En las plantas, el principal mecanismo epigenético para el control de la expresión de los elementos móviles conocidos como transposones, es la vía de la metilación del DNA dependiente de RNA (RdDM, por sus siglas en inglés). La vía RdDM se encarga del silenciamiento de elementos móviles e invasivos en el genoma (virus y transposones) mediante la actividad de proteínas específicas incluyendo dos polimerasas específicas de plantas y un integrante de la familia DICER-LIKE que procesa RNA de doble cadena derivado de los sitios genómicos en donde se ubican los virus y/o transposones.

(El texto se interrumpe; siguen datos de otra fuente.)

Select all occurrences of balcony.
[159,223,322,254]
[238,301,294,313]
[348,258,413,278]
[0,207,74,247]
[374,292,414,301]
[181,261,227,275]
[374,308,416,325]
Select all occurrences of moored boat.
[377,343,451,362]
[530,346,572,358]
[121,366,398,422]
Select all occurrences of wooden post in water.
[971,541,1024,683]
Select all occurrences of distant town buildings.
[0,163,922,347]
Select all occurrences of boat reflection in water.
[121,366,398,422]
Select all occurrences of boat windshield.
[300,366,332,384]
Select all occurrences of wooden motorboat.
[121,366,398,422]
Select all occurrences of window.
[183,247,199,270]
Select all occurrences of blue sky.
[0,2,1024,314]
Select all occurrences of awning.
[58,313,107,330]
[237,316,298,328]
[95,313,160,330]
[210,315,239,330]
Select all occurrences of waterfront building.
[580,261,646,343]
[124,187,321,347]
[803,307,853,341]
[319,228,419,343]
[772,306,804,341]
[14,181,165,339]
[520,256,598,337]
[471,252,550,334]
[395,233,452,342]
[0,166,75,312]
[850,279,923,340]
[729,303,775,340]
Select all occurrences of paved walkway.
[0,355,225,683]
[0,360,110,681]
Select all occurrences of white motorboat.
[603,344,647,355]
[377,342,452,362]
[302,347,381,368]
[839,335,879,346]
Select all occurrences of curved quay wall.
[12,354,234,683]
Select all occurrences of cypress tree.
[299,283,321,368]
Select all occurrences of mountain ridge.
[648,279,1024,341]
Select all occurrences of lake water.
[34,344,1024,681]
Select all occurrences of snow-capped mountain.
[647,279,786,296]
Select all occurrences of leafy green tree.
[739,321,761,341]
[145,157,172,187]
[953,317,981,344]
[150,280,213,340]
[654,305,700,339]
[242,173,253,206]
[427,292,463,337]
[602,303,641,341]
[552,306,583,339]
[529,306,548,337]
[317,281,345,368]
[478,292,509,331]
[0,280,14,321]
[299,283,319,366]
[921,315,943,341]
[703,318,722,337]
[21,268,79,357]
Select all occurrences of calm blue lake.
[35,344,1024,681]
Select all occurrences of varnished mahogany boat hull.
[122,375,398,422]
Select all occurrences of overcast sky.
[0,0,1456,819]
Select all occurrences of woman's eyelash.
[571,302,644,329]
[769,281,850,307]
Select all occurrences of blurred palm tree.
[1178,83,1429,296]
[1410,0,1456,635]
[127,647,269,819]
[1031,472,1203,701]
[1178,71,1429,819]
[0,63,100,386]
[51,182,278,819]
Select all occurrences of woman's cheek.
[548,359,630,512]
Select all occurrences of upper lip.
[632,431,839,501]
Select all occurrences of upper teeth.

Mi proyecto de tesis se enfoca en llevar a cabo una estrategia de genómica funcional mediante el empleo del sistema de edición genómica CRISPR-Cas9 para generar mutantes en el gen DICER-LIKE3 de Marchantia polymorpha, (MpDCL3) y en determinar el patrón de expresión de MpDCL3 durante el desarrollo vegetativo y reproductivo mediante la caracterización de una fusión transcripcional con el promotor nativo de MpDCL3 y un gen reportero. ¿Por qué Marchantia polymorpha? M. polymorpha es una hepática ancestral, cuyas características únicas (ciclo de vida corto, facilidad de propagación vegetativa y sexual, genoma pequeño, herramientas moleculares y genéticas incluyendo protocolos para la transformación genética, entre otras) le permiten ser un modelo muy poderoso para estudios genéticos, evolutivos y de desarrollo.

 

Palabras clave

Transposones, Metilación del DNA, Briofita, DCL3.